# Using Word Level CNN

In this recipe, we will see how CNN can be applied to the text classification problem. In this recipe, we will use the word level features and pre-trained embedding with CNN for the text classification problem. In this recipe we will be understanding and implementing logic as published in "Convolution Neural Networks for Sentence Classification" by Jonas Gehring et. al., According to this paper with pre-trained embeddings, one can achieve excellent results by just using few layers of the CNN. Lets us see this paper in detail and understand how to leverae CNN for text related tasks.
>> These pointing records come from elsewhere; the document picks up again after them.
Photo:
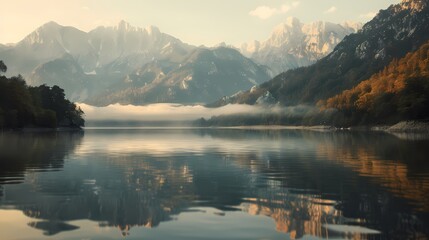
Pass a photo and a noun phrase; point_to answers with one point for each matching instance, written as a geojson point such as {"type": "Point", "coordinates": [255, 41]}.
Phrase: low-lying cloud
{"type": "Point", "coordinates": [265, 12]}
{"type": "Point", "coordinates": [178, 112]}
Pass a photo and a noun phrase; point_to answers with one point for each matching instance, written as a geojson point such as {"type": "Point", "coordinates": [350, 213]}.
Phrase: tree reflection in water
{"type": "Point", "coordinates": [309, 183]}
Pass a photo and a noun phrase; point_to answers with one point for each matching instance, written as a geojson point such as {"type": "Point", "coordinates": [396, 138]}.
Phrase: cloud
{"type": "Point", "coordinates": [295, 4]}
{"type": "Point", "coordinates": [177, 112]}
{"type": "Point", "coordinates": [331, 10]}
{"type": "Point", "coordinates": [265, 12]}
{"type": "Point", "coordinates": [369, 15]}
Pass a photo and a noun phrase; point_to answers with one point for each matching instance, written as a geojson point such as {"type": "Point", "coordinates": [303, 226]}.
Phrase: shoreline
{"type": "Point", "coordinates": [42, 130]}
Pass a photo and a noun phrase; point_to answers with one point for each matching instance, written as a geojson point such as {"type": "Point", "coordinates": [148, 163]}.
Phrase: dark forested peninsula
{"type": "Point", "coordinates": [23, 106]}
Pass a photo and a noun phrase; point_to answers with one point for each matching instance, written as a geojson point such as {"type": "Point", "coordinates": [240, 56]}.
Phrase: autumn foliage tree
{"type": "Point", "coordinates": [399, 92]}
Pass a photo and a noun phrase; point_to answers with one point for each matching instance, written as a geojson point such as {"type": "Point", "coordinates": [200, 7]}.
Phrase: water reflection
{"type": "Point", "coordinates": [344, 185]}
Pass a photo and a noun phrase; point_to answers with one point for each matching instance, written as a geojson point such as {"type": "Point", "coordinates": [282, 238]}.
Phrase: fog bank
{"type": "Point", "coordinates": [178, 112]}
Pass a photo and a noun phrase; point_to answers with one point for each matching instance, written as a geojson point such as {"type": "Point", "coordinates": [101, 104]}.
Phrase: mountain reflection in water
{"type": "Point", "coordinates": [321, 184]}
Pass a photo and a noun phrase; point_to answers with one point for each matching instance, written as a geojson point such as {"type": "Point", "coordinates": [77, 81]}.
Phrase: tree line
{"type": "Point", "coordinates": [42, 106]}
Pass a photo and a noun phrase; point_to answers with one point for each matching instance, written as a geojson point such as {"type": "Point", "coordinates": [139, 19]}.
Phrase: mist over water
{"type": "Point", "coordinates": [179, 112]}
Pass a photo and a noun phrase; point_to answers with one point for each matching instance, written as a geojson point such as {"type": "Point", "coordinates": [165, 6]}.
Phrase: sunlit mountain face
{"type": "Point", "coordinates": [121, 182]}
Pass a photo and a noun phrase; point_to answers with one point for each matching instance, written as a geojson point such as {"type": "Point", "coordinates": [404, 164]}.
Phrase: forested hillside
{"type": "Point", "coordinates": [399, 92]}
{"type": "Point", "coordinates": [42, 106]}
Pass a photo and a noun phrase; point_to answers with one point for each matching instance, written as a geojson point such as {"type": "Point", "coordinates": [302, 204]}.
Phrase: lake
{"type": "Point", "coordinates": [213, 184]}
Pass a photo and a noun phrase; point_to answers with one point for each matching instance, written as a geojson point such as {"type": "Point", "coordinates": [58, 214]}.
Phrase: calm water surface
{"type": "Point", "coordinates": [213, 184]}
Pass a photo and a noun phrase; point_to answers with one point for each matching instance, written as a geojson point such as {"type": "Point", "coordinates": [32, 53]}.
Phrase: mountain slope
{"type": "Point", "coordinates": [101, 47]}
{"type": "Point", "coordinates": [294, 44]}
{"type": "Point", "coordinates": [391, 34]}
{"type": "Point", "coordinates": [204, 76]}
{"type": "Point", "coordinates": [399, 92]}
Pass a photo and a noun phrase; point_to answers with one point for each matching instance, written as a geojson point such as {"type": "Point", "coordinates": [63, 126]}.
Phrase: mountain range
{"type": "Point", "coordinates": [394, 32]}
{"type": "Point", "coordinates": [131, 65]}
{"type": "Point", "coordinates": [295, 44]}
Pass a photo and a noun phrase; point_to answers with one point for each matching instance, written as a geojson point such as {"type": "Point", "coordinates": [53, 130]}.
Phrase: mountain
{"type": "Point", "coordinates": [393, 33]}
{"type": "Point", "coordinates": [127, 64]}
{"type": "Point", "coordinates": [295, 44]}
{"type": "Point", "coordinates": [399, 92]}
{"type": "Point", "coordinates": [93, 50]}
{"type": "Point", "coordinates": [204, 76]}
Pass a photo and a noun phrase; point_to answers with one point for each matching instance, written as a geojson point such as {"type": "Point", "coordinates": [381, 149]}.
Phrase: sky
{"type": "Point", "coordinates": [197, 22]}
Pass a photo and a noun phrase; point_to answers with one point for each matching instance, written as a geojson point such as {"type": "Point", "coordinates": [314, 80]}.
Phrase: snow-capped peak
{"type": "Point", "coordinates": [414, 5]}
{"type": "Point", "coordinates": [125, 26]}
{"type": "Point", "coordinates": [293, 43]}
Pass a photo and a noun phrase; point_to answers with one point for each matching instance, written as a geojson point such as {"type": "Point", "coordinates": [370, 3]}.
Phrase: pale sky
{"type": "Point", "coordinates": [197, 22]}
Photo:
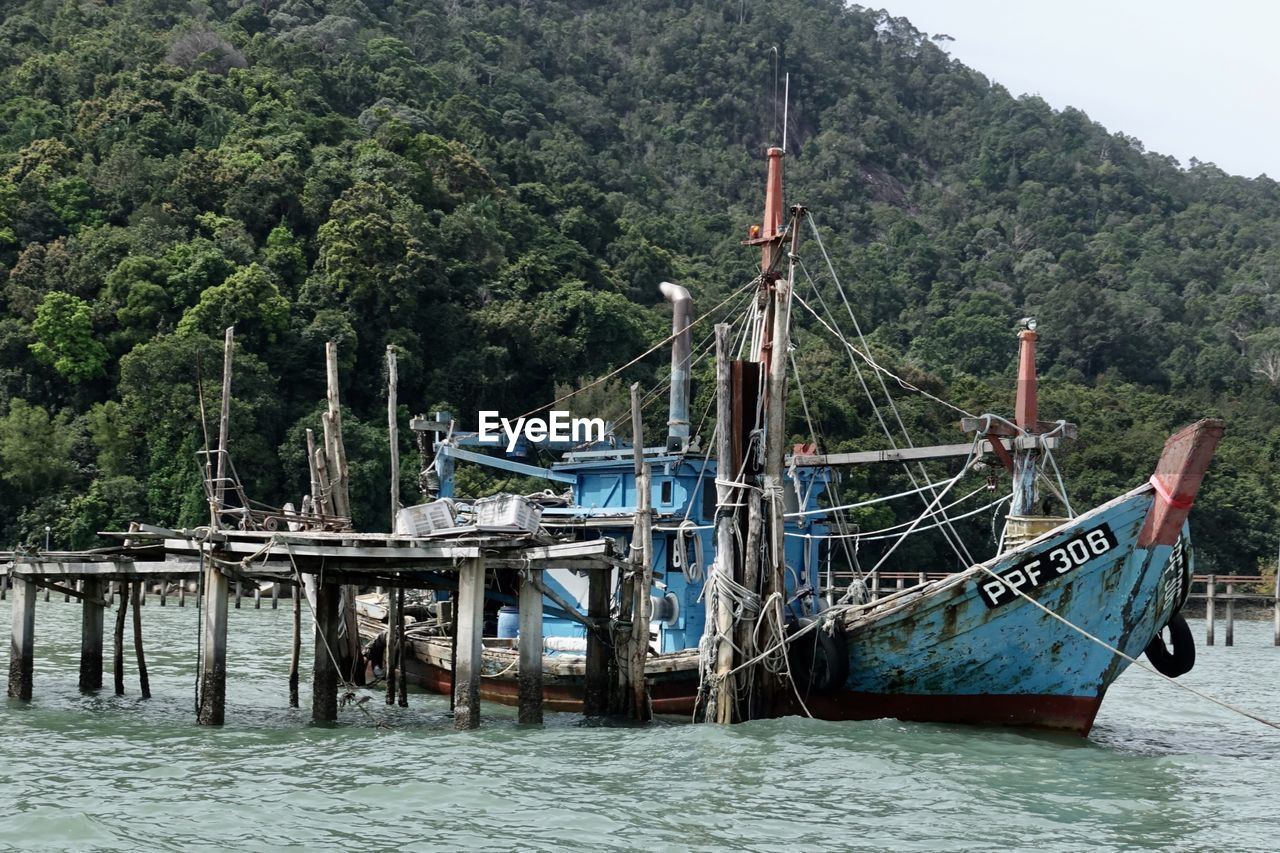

Before going to the implementation part, Let's understand the model first.  The model is as shown in the below given figure.

![](figures/Using_Word_Level_CNN_for_Text_Classsification.png)

Figure: Showing the architecture of the model which takes word level features and perform text classification


Let's assume in a given sentence with  words and each word having  dimensional vector, the resultant vector size is $ n*k $.  All sentences are expected to be padded to have equal size. This input matrix of size $ n*k $ are then convolved using different filter size. In our implementation we will be using filter sizes = [2,3,4]. One more thing to observe here is the the stride size is very high. In regular CNN we hardly go belong stride size 4-5 but here the stride of 100 is used. In this model, the stride size will be always equal to the size of the embedding .  by keeping stride equal to the embeddings the model learning feature of different words separately.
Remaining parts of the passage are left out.